The high court struck down Donald Trump’s executive order overturning birthright citizenship.

The Supreme Court building in Washington, D.C.
Kent Nishimura/Bloomberg/Getty Images

The Supreme Court has tossed another one of the president’s efforts to kill birthright citizenship.

In a 6-3 decision filed Tuesday, the court ruled in favor of the 1868 constitutional clause, which entitles any person born on U.S. soil to an American passport, further safeguarding the protections of the Fourteenth Amendment from the Trump administration.

Chief Justice John Roberts delivered the majority opinion, writing that “citizenship, then and now, was the right to have rights—to freely participate in our political community. The Framers of the Fourteenth Amendment extended that promise to ‘every free-born person in this land.’ We keep that promise today.”

Justices Clarence Thomas, Samuel Alito, and Neil Gorsuch dissented.

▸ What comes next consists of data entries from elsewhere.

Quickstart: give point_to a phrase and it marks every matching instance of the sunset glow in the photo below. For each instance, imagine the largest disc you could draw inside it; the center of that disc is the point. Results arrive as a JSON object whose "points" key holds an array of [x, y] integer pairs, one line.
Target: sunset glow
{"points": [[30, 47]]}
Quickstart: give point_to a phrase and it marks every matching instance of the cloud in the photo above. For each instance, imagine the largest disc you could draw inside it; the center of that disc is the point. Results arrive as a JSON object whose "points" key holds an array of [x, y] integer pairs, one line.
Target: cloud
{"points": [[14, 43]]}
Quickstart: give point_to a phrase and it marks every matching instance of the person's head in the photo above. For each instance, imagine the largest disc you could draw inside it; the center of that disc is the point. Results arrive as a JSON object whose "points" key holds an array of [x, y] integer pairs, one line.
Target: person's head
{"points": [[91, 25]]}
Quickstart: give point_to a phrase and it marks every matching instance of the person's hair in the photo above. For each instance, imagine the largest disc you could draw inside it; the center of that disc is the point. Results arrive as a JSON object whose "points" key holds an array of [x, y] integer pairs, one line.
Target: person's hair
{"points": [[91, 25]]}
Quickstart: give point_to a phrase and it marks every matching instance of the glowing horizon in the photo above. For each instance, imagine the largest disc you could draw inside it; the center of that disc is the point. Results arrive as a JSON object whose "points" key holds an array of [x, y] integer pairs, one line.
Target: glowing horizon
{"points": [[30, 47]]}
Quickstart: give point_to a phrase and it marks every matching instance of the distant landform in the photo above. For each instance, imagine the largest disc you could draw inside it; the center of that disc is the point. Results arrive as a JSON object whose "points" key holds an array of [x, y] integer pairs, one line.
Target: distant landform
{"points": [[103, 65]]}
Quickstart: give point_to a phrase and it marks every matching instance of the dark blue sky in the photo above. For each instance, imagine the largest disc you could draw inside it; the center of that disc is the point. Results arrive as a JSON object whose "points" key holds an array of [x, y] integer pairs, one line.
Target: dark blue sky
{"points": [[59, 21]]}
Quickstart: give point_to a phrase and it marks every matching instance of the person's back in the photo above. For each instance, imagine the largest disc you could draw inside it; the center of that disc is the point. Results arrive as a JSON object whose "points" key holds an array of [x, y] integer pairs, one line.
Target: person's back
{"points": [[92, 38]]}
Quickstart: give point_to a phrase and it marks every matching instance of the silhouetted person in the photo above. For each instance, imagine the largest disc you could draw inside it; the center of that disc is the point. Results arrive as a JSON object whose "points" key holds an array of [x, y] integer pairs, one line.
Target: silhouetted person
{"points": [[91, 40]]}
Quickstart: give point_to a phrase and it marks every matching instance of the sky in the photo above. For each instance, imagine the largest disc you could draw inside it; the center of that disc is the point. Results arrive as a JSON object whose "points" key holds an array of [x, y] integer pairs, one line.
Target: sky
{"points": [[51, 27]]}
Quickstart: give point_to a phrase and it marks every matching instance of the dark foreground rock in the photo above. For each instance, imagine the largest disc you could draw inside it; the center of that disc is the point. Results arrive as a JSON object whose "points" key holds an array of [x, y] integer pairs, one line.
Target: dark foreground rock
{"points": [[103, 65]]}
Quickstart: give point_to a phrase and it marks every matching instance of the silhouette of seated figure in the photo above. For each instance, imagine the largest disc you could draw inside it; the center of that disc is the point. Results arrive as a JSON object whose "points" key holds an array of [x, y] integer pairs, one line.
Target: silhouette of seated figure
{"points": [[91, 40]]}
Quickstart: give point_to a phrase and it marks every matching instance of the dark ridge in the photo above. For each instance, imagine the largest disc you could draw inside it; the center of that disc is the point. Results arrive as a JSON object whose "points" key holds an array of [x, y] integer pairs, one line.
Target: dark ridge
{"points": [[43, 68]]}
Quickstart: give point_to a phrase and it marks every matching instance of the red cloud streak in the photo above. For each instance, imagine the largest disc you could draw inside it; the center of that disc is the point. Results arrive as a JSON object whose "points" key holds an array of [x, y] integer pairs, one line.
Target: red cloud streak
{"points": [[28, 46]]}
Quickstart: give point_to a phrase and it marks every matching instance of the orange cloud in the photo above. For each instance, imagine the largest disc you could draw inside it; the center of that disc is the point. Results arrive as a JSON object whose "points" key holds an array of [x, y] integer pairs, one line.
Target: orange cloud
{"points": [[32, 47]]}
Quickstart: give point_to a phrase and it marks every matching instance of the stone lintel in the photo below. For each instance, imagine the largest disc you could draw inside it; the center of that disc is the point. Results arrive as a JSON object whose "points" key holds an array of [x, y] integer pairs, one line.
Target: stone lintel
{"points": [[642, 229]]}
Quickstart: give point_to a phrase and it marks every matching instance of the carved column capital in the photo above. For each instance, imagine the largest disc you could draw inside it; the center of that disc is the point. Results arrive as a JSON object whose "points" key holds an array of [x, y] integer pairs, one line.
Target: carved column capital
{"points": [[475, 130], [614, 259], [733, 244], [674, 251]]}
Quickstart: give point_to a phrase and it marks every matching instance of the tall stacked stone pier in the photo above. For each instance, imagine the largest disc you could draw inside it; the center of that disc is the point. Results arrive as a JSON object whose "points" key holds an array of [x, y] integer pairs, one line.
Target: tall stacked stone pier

Justice Brett Kavanaugh voted with the majority but wrote a dissenting opinion disagreeing in part with the court’s ruling.

Altogether, two Donald Trump appointees—Kavanaugh and Amy Coney Barrett—ruled against the executive order, marking the third such time in recent memory that the president’s Supreme Court appointments have turned against him.

Trump has tried and failed multiple times over the last year and a half to strip the constitutionally enshrined right. Mere hours after he was sworn into office, Trump signed an executive order stating that children born to immigrants on temporary visas or who are in the country illegally are not entitled to birthright status. That order was blocked by several judges in different court circuits over the last year.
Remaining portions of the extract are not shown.